第27章 翔ぶ
「……兵長、来ないなぁ…」
何度目のため息だろう。
マヤは帰りの連絡船のカフェの席で、ふうっと肩を落としている。
昨夜… というか正確には今日であるが、おしゃべりに夢中になったペトラとマヤが眠りについたのは東の空が白み始めたころ。
兵舎の朝とは違って少々ゆったりと起床したとはいえ、十分な睡眠時間は取れておらず。
ぼうっとした頭で運ばれてきたルームサービスの朝食をいただく。
ごちそうさまをしたあとは手持ちぶさたで、隣のペトラを誘ってあてもなく屋敷を歩いてみた。
舞踏会の翌日というものは、宴の残した夢の香りが幻のように漂っていて。
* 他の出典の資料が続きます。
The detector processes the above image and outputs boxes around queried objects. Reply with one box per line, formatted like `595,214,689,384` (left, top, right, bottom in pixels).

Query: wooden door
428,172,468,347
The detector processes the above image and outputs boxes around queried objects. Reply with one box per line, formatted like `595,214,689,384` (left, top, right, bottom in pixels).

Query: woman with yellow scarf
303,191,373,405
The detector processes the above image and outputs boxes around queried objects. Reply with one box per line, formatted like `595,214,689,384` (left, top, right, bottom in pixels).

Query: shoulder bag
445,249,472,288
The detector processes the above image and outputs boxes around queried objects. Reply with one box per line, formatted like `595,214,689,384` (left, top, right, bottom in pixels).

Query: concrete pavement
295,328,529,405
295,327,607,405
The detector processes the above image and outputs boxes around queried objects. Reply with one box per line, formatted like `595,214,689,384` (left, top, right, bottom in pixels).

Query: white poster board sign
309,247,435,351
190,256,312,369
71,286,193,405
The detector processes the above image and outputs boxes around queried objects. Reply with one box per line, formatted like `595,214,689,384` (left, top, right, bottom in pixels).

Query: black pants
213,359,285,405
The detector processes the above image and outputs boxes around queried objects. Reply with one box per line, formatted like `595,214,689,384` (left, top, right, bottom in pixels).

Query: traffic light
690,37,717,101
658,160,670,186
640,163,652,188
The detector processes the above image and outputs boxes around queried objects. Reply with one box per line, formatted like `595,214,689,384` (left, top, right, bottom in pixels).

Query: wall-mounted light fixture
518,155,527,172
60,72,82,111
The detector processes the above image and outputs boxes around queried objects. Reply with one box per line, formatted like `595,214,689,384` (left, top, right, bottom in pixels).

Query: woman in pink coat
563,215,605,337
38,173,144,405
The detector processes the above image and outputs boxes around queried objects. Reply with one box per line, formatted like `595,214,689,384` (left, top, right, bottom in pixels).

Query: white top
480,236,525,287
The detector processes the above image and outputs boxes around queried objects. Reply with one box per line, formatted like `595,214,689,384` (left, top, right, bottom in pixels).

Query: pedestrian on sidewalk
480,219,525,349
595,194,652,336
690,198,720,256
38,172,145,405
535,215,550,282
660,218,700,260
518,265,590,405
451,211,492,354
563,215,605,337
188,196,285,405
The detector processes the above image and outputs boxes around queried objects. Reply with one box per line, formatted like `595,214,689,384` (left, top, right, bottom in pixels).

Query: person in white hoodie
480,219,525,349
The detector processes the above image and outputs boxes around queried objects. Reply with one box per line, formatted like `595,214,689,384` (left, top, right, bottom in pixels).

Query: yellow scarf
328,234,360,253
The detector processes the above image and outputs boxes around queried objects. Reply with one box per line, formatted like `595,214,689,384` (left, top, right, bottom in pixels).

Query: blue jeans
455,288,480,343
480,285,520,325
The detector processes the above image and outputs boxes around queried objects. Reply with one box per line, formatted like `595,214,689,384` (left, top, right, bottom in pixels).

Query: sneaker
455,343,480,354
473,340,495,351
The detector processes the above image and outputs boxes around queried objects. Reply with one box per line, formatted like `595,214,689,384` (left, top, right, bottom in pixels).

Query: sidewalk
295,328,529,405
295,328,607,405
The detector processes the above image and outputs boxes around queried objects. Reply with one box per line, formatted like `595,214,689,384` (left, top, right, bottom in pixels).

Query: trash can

喧騒に包まれていた屋敷は閑散として、どこか寂寥たる荒野にひとり取り残されたような錯覚におちいる。
使用人たちは忙しそうに働いていたが、すぐに若い執事が飛んできた。
散歩だと知れば、どうぞごゆるりと… お気に召すままと。
そうして二人はリヴァイ兵長にもオルオにも、レイにも顔を合わせることはなく白い薔薇園を心ゆくまで楽しんだ。
連絡船の出港の時間が近づいてきて、用意された白馬の馬車にリヴァイ兵長とオルオとともに乗りこもうとしたとき。
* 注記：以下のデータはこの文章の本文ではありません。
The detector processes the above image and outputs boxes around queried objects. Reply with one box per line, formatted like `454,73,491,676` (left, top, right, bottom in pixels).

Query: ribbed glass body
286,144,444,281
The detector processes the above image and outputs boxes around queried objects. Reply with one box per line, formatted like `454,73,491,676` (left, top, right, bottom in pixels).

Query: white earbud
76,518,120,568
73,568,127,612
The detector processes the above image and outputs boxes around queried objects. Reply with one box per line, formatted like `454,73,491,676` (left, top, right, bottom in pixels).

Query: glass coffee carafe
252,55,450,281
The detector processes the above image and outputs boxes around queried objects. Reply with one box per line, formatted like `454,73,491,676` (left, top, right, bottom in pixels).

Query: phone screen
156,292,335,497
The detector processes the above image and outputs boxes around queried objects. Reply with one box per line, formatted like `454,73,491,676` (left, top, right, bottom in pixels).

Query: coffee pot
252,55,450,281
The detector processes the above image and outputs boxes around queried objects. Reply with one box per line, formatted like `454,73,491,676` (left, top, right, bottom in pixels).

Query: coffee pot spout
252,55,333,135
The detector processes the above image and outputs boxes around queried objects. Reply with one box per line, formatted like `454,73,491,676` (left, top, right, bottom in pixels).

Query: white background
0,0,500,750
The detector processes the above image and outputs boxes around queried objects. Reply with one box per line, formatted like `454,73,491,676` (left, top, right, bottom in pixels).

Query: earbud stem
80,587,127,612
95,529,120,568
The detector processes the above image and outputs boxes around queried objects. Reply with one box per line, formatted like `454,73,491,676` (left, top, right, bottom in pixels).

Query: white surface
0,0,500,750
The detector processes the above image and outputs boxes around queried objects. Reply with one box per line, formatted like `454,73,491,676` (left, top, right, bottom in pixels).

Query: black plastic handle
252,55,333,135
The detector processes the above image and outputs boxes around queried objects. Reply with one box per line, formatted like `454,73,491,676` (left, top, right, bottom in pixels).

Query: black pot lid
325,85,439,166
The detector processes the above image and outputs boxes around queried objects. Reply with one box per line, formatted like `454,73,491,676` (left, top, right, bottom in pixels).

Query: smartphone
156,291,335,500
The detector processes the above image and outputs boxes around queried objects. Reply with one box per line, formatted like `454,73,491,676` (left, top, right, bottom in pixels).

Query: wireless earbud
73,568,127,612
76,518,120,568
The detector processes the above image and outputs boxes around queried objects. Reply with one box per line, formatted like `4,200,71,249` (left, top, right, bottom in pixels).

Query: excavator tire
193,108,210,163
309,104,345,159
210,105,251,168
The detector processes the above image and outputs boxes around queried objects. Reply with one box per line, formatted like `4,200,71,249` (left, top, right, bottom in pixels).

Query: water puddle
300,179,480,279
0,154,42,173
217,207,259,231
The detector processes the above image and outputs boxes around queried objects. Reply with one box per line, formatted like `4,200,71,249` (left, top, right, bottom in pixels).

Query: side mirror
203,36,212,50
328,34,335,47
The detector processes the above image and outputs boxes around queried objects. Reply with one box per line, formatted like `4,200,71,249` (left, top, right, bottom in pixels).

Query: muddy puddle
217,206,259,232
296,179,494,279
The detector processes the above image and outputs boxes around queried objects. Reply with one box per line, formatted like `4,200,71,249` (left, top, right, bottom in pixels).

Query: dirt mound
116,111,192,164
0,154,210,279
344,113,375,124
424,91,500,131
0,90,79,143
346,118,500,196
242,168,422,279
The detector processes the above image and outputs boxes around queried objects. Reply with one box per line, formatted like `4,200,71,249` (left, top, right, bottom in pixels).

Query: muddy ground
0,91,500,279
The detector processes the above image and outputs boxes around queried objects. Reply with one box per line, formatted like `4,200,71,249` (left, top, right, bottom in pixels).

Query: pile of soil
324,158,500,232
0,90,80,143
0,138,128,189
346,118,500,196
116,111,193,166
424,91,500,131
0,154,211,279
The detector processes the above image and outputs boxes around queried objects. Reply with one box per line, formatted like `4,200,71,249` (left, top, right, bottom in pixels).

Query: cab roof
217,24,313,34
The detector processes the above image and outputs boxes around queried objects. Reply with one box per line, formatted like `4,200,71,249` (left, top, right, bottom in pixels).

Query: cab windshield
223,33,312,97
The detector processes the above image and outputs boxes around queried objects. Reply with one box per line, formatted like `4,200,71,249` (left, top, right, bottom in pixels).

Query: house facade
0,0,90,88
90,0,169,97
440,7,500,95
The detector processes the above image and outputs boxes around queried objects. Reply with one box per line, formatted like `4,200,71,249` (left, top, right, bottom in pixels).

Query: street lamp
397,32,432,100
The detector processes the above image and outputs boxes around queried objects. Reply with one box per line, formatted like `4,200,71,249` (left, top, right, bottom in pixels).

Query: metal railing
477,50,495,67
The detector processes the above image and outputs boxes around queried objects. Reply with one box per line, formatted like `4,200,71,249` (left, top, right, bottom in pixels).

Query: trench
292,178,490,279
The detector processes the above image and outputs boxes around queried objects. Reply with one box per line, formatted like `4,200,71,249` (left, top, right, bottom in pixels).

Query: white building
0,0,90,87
その帰る間際になってやっと姿を現したレイに、マヤは呼び止められた。
「ちょっといいか、マヤ」
馬車から少し離れて誰からも聞かれはしない場所でレイはささやいた。
「オレは諦めてねぇからな」
「………」
連絡船のカフェのテーブルに頬をつきながらマヤは思い返す。
……レイさん、あんなことを言うけれど。
諦めるも何も、もう会うこともないわ。
記憶の中のレイは、黙っているマヤの肩を軽く叩く。
「またな… 近いうちに必ず」
「近いうちになんて無理よ」
気づけば声に出てしまっている。
恥ずかしさからきょろきょろと周囲を見渡したが、カフェでお茶を飲んでいる客たちは誰もマヤに注意を払っていなかった。
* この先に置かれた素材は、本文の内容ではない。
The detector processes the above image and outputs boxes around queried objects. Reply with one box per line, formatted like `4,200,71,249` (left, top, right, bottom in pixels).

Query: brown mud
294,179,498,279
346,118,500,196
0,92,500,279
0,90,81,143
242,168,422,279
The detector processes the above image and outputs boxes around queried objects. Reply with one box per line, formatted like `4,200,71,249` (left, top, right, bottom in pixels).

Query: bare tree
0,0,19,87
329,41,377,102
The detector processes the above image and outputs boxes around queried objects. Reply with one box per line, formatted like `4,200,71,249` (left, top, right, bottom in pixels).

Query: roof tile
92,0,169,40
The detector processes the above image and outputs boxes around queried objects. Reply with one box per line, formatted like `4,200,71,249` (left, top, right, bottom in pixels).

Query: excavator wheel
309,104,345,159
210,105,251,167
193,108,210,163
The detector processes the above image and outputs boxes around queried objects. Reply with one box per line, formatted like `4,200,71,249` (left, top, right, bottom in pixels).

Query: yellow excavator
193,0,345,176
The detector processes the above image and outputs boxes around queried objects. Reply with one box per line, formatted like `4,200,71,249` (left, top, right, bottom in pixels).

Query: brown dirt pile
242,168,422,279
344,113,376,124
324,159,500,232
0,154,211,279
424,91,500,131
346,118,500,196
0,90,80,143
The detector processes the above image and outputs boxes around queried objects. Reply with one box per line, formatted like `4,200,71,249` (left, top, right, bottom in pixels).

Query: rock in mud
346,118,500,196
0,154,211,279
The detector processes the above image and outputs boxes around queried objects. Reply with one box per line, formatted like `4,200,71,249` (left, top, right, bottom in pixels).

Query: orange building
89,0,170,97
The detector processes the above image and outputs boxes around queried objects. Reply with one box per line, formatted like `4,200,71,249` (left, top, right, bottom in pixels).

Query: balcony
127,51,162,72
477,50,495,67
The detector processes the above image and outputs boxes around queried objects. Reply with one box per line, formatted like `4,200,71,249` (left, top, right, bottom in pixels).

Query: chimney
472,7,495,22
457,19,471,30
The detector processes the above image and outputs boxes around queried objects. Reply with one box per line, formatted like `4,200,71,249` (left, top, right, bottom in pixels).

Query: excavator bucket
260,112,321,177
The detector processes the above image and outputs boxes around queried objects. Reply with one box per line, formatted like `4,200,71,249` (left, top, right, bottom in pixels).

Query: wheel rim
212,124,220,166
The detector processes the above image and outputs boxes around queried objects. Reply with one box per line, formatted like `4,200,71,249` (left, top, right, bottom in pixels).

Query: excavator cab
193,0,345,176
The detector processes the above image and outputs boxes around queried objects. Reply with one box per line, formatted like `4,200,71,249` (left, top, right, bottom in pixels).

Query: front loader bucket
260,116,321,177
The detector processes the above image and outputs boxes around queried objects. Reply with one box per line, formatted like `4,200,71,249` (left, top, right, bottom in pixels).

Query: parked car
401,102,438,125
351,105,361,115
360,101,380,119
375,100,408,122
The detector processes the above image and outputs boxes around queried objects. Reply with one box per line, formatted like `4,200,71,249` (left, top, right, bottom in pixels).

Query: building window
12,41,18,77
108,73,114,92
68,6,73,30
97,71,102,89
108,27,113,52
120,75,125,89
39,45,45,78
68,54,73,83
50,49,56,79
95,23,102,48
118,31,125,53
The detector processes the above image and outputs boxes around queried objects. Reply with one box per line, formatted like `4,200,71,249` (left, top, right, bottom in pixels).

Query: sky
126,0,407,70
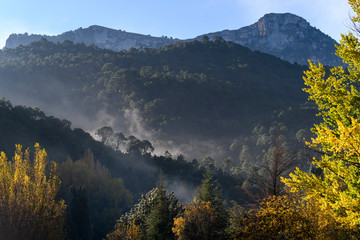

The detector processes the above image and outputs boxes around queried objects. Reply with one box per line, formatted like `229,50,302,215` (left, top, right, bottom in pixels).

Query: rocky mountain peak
5,13,343,66
198,13,343,66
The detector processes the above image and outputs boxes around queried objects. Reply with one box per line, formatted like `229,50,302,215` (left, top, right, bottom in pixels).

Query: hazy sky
0,0,351,48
……いくら団長が資金集めをしたくても、さすがにもう、すぐには王都行きを認めないはず。
だから近いうちにまた招待してきたとしても、もう会うことはないと思う。
「……それにしても」
再びカフェを見渡して。
「兵長、もうここには来ないのかしら…」
マヤは恐らく五回目の、深いため息をついた。